Data Analysis Workouts 07 - Accident Analysis

import pandas as pd
import numpy as np
import matplotlib.pyplot as plt
import seaborn as sns
import plotly.express as px
pd.set_option('display.max_columns', None)
file_path = r"C:\Users\pg114931\Downloads\EnterpriseDNA\Workouts\US_Accidents_Dec21_updated.csv"
df = pd.read_csv(file_path)
df.shape
(2845342, 47)
df.head(5)
ID Severity Start_Time End_Time Start_Lat Start_Lng End_Lat End_Lng Distance(mi) Description Number Street Side City County State Zipcode Country Timezone Airport_Code Weather_Timestamp Temperature(F) Wind_Chill(F) Humidity(%) Pressure(in) Visibility(mi) Wind_Direction Wind_Speed(mph) Precipitation(in) Weather_Condition Amenity Bump Crossing Give_Way Junction No_Exit Railway Roundabout Station Stop Traffic_Calming Traffic_Signal Turning_Loop Sunrise_Sunset Civil_Twilight Nautical_Twilight Astronomical_Twilight
0 A-1 3 2016-02-08 00:37:08 2016-02-08 06:37:08 40.108910 -83.092860 40.112060 -83.031870 3.230 Between Sawmill Rd/Exit 20 and OH-315/Olentang... NaN Outerbelt E R Dublin Franklin OH 43017 US US/Eastern KOSU 2016-02-08 00:53:00 42.1 36.1 58.0 29.76 10.0 SW 10.4 0.00 Light Rain False False False False False False False False False False False False False Night Night Night Night
1 A-2 2 2016-02-08 05:56:20 2016-02-08 11:56:20 39.865420 -84.062800 39.865010 -84.048730 0.747 At OH-4/OH-235/Exit 41 - Accident. NaN I-70 E R Dayton Montgomery OH 45424 US US/Eastern KFFO 2016-02-08 05:58:00 36.9 NaN 91.0 29.68 10.0 Calm NaN 0.02 Light Rain False False False False False False False False False False False False False Night Night Night Night
2 A-3 2 2016-02-08 06:15:39 2016-02-08 12:15:39 39.102660 -84.524680 39.102090 -84.523960 0.055 At I-71/US-50/Exit 1 - Accident. NaN I-75 S R Cincinnati Hamilton OH 45203 US US/Eastern KLUK 2016-02-08 05:53:00 36.0 NaN 97.0 29.70 10.0 Calm NaN 0.02 Overcast False False False False True False False False False False False False False Night Night Night Day
3 A-4 2 2016-02-08 06:51:45 2016-02-08 12:51:45 41.062130 -81.537840 41.062170 -81.535470 0.123 At Dart Ave/Exit 21 - Accident. NaN I-77 N R Akron Summit OH 44311 US US/Eastern KAKR 2016-02-08 06:54:00 39.0 NaN 55.0 29.65 10.0 Calm NaN NaN Overcast False False False False False False False False False False False False False Night Night Day Day
4 A-5 3 2016-02-08 07:53:43 2016-02-08 13:53:43 39.172393 -84.492792 39.170476 -84.501798 0.500 At Mitchell Ave/Exit 6 - Accident. NaN I-75 S R Cincinnati Hamilton OH 45217 US US/Eastern KLUK 2016-02-08 07:53:00 37.0 29.8 93.0 29.69 10.0 WSW 10.4 0.01 Light Rain False False False False False False False False False False False False False Day Day Day Day
df["Start_Time"] = pd.to_datetime(df["Start_Time"].str.split(".",expand=True)[0])
df["End_Time"] = pd.to_datetime(df["End_Time"].str.split(".",expand=True)[0])

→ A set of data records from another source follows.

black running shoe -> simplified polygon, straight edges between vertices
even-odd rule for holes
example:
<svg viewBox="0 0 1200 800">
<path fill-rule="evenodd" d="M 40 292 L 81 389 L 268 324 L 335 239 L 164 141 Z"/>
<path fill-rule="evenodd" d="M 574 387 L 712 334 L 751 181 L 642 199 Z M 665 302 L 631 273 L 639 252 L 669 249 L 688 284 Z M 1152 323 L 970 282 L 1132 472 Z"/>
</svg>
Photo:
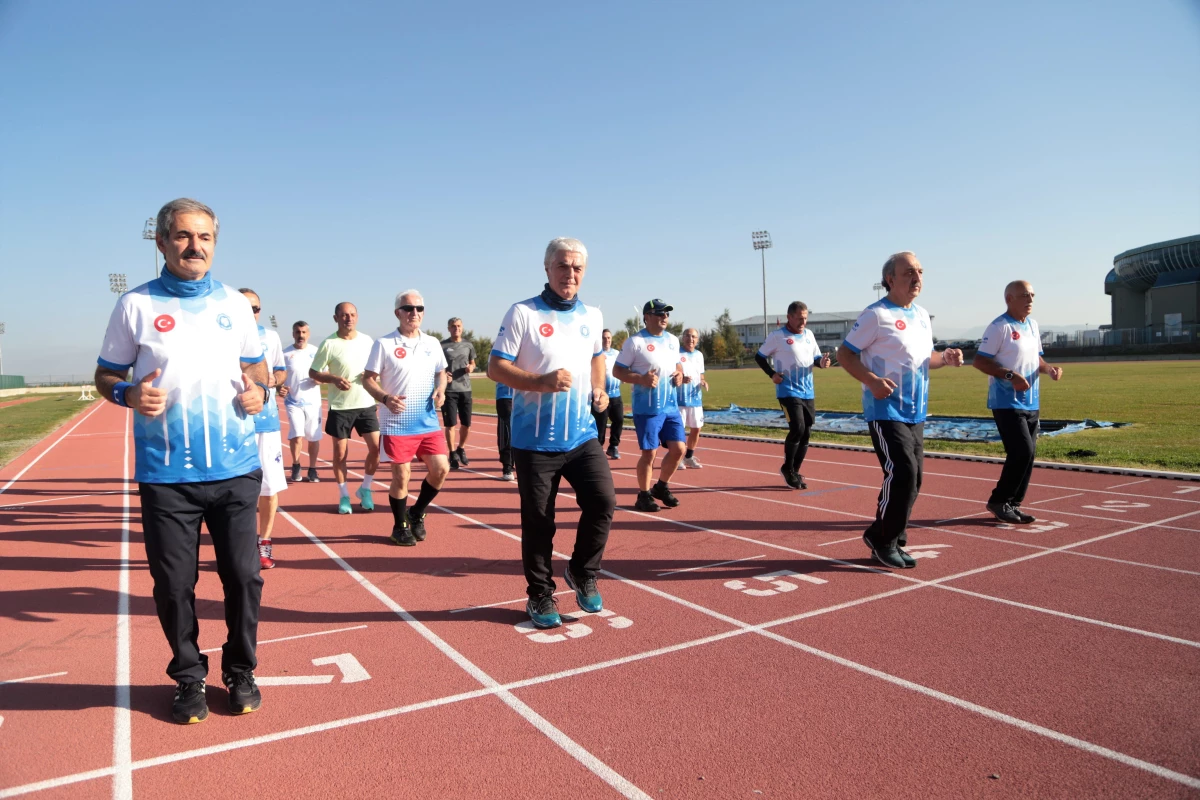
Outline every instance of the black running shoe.
<svg viewBox="0 0 1200 800">
<path fill-rule="evenodd" d="M 179 724 L 204 722 L 209 716 L 209 704 L 204 700 L 204 681 L 181 680 L 175 685 L 175 699 L 170 704 L 170 718 Z"/>
<path fill-rule="evenodd" d="M 662 500 L 662 505 L 668 509 L 674 509 L 679 505 L 679 498 L 671 494 L 671 487 L 666 483 L 655 483 L 650 487 L 650 497 L 655 500 Z"/>
<path fill-rule="evenodd" d="M 996 519 L 1000 519 L 1001 522 L 1008 522 L 1015 525 L 1024 524 L 1021 518 L 1013 512 L 1013 507 L 1009 506 L 1007 503 L 1003 504 L 989 503 L 988 511 L 990 511 L 992 516 L 996 517 Z"/>
<path fill-rule="evenodd" d="M 420 517 L 414 517 L 413 515 L 408 515 L 408 524 L 413 529 L 413 539 L 415 539 L 419 542 L 424 542 L 425 541 L 425 515 L 422 513 Z"/>
<path fill-rule="evenodd" d="M 257 711 L 263 704 L 263 696 L 254 682 L 254 673 L 251 670 L 238 673 L 221 673 L 221 682 L 229 690 L 229 710 L 234 714 L 250 714 Z"/>
<path fill-rule="evenodd" d="M 391 536 L 388 540 L 401 547 L 412 547 L 416 543 L 416 537 L 413 536 L 413 529 L 409 525 L 392 525 Z"/>
<path fill-rule="evenodd" d="M 793 489 L 800 488 L 800 477 L 799 477 L 799 475 L 797 475 L 796 473 L 793 473 L 791 470 L 791 468 L 788 468 L 787 464 L 784 464 L 782 467 L 779 468 L 779 474 L 784 476 L 784 480 Z"/>
<path fill-rule="evenodd" d="M 636 511 L 649 511 L 650 513 L 659 510 L 659 504 L 654 501 L 649 492 L 638 492 L 637 503 L 634 504 Z"/>
</svg>

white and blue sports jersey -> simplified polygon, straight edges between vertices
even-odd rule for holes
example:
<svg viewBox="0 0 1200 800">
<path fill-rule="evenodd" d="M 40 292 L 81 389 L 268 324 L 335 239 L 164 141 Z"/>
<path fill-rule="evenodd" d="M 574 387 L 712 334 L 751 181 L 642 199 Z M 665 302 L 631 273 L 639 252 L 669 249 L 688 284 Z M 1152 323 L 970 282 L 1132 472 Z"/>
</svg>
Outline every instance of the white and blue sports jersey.
<svg viewBox="0 0 1200 800">
<path fill-rule="evenodd" d="M 812 331 L 805 327 L 793 333 L 780 327 L 767 336 L 758 354 L 772 359 L 775 372 L 784 375 L 784 383 L 775 384 L 775 397 L 799 397 L 815 399 L 812 389 L 812 365 L 821 360 L 821 347 Z"/>
<path fill-rule="evenodd" d="M 858 354 L 864 367 L 896 385 L 883 399 L 875 399 L 863 386 L 863 416 L 868 421 L 925 421 L 934 329 L 924 308 L 917 303 L 905 308 L 887 297 L 872 302 L 858 315 L 842 344 Z"/>
<path fill-rule="evenodd" d="M 674 333 L 662 331 L 650 336 L 643 327 L 625 339 L 617 365 L 640 375 L 659 371 L 659 385 L 654 389 L 634 384 L 634 414 L 666 414 L 679 409 L 676 387 L 671 385 L 671 375 L 679 365 L 679 338 Z"/>
<path fill-rule="evenodd" d="M 280 335 L 269 331 L 262 325 L 258 326 L 258 341 L 263 343 L 263 357 L 266 359 L 266 369 L 287 369 L 288 363 L 283 360 L 283 344 Z M 275 389 L 269 390 L 269 397 L 263 403 L 263 410 L 254 417 L 254 431 L 258 433 L 271 433 L 280 429 L 280 405 L 275 402 Z"/>
<path fill-rule="evenodd" d="M 167 410 L 133 413 L 134 480 L 197 483 L 246 475 L 259 468 L 254 420 L 238 403 L 242 363 L 263 360 L 250 301 L 218 281 L 163 278 L 121 295 L 108 320 L 97 362 L 116 372 L 133 367 L 133 381 L 155 369 Z M 203 283 L 193 296 L 174 284 Z"/>
<path fill-rule="evenodd" d="M 612 365 L 618 355 L 620 351 L 612 348 L 604 351 L 604 393 L 608 397 L 620 397 L 620 381 L 612 377 Z"/>
<path fill-rule="evenodd" d="M 1042 331 L 1032 317 L 1019 323 L 1006 313 L 991 320 L 983 333 L 979 355 L 992 359 L 1030 381 L 1030 387 L 1019 392 L 1009 381 L 988 375 L 988 408 L 1025 411 L 1040 408 L 1038 369 L 1042 367 Z"/>
<path fill-rule="evenodd" d="M 604 317 L 576 299 L 557 311 L 541 297 L 515 303 L 504 314 L 492 355 L 518 369 L 544 375 L 571 373 L 565 392 L 512 392 L 512 446 L 565 452 L 596 438 L 592 417 L 592 359 L 601 354 Z"/>
<path fill-rule="evenodd" d="M 284 405 L 314 405 L 320 408 L 320 384 L 308 377 L 317 347 L 310 342 L 302 349 L 289 344 L 283 349 L 283 362 L 288 366 L 288 396 Z"/>
<path fill-rule="evenodd" d="M 442 343 L 428 333 L 418 331 L 409 338 L 396 330 L 374 341 L 364 371 L 379 375 L 379 386 L 385 393 L 404 398 L 404 410 L 400 414 L 379 405 L 383 435 L 412 437 L 442 428 L 433 392 L 445 368 Z"/>
<path fill-rule="evenodd" d="M 679 353 L 679 365 L 683 374 L 691 378 L 690 384 L 679 384 L 676 387 L 676 398 L 682 408 L 700 408 L 703 405 L 704 392 L 700 389 L 700 378 L 704 374 L 704 354 L 700 350 L 686 350 Z"/>
</svg>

1. Is there any missing data? If so, visualize it in a plot.

df[df.columns[df.isna().any()]].isna().sum().plot(kind="bar", color= 'slategray')
plt.show()

2. Remove any columns that you may find not useful for your analysis.

df.drop(columns=['Number','Airport_Code'], inplace=True)

3. Plot the top 10 cities with the most accidents.

top_ten_cities = df.groupby(["City"]).agg(Count=("ID", "count")).sort_values(by="Count",ascending=False).head(10)
top_ten_cities.index
Index(['Miami', 'Los Angeles', 'Orlando', 'Dallas', 'Houston', 'Charlotte',
       'Sacramento', 'San Diego', 'Raleigh', 'Minneapolis'],
      dtype='object', name='City')
fig, ax = plt.subplots(figsize=(10, 5))
ax = sns.barplot(data=top_ten_cities, x=top_ten_cities.index, y="Count", color='slategray')

plt.show()

Figure 1: Top 10 cities with the most accidents

4. Plot the distribution of the start time.

start_time_distribution = df["Start_Time"].value_counts().reset_index()
start_time_year = df["Start_Time"].dt.to_period('y').value_counts().reset_index()
sns.barplot(x="Start_Time",y="count", data=start_time_year, color='slategray')
plt.show()

Figure 2: Distribution of the start time by years

5. Is the distribution of accidents by hour the same on weekends as on weekdays?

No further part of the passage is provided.